Я знал, что он не только не принимает подношений гостей, но и никогда не присаживается за столик, поэтому мое предупредительное перемещение свободного стула носило чисто ритуальный характер. Аристарх Иванович даже не взглянул на него. На его худом и темном лице, к которому приложили руку не столько болезнь, сколько разрушительные бури, что бушевали в его слабой душе, изобразить которую взялась другая, не менее слабая, но зато наделенная волшебным даром душа бывшего инспектора вневедомственной охраны, — на этом страдальческом лике проступила тонкая улыбка. Он видел меня насквозь… Я поднял бокал.

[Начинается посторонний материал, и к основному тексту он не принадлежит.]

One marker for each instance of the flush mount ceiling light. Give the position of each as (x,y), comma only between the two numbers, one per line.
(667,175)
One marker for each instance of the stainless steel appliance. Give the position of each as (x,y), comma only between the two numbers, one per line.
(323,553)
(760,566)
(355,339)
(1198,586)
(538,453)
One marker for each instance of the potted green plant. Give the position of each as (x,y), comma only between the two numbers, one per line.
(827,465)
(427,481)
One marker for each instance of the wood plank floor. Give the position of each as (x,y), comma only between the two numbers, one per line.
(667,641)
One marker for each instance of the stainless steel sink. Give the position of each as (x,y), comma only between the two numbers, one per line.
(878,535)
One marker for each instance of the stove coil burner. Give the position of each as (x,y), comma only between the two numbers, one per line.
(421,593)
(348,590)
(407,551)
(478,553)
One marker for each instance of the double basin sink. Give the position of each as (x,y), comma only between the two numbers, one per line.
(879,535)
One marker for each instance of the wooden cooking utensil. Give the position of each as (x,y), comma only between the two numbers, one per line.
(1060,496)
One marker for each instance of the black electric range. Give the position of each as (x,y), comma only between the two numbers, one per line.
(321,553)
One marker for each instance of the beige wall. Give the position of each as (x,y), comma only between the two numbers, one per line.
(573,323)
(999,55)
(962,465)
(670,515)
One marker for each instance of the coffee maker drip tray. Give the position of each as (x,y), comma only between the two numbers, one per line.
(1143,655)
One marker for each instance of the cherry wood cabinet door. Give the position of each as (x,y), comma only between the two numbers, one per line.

— Аристарх Иванович! — проговорил я торжественно. — Есть, по крайней мере, три повода для нашего маленького кутежа. Ну, во-первых, исполнилось почти пять лет с того дня, когда я в последний раз вкусил напитка богов, воспеванию которого некий арабский поэт посвятил две с половиной сотни рубаи.
— Омар Хайям, — скромно произнес хозяин «Шампура», и даже моя подруга посмотрела на него с уважением и интересом. Воспользовавшись паузой, я прикончил бутылку и царственным жестом раскупечившегося голодранца заказал следующую. Другая рука с бдительно взывающим к вниманию пальцем старожила Аристарха Ивановича. — Итак, повод номер два. Не долее как месяц назад известный светопольский прозаик Иванцов-Ванько, которого вы, человек начитанный, отлично знаете…
Аристарх Иванович приподнял бровь. Я понял его недоумение.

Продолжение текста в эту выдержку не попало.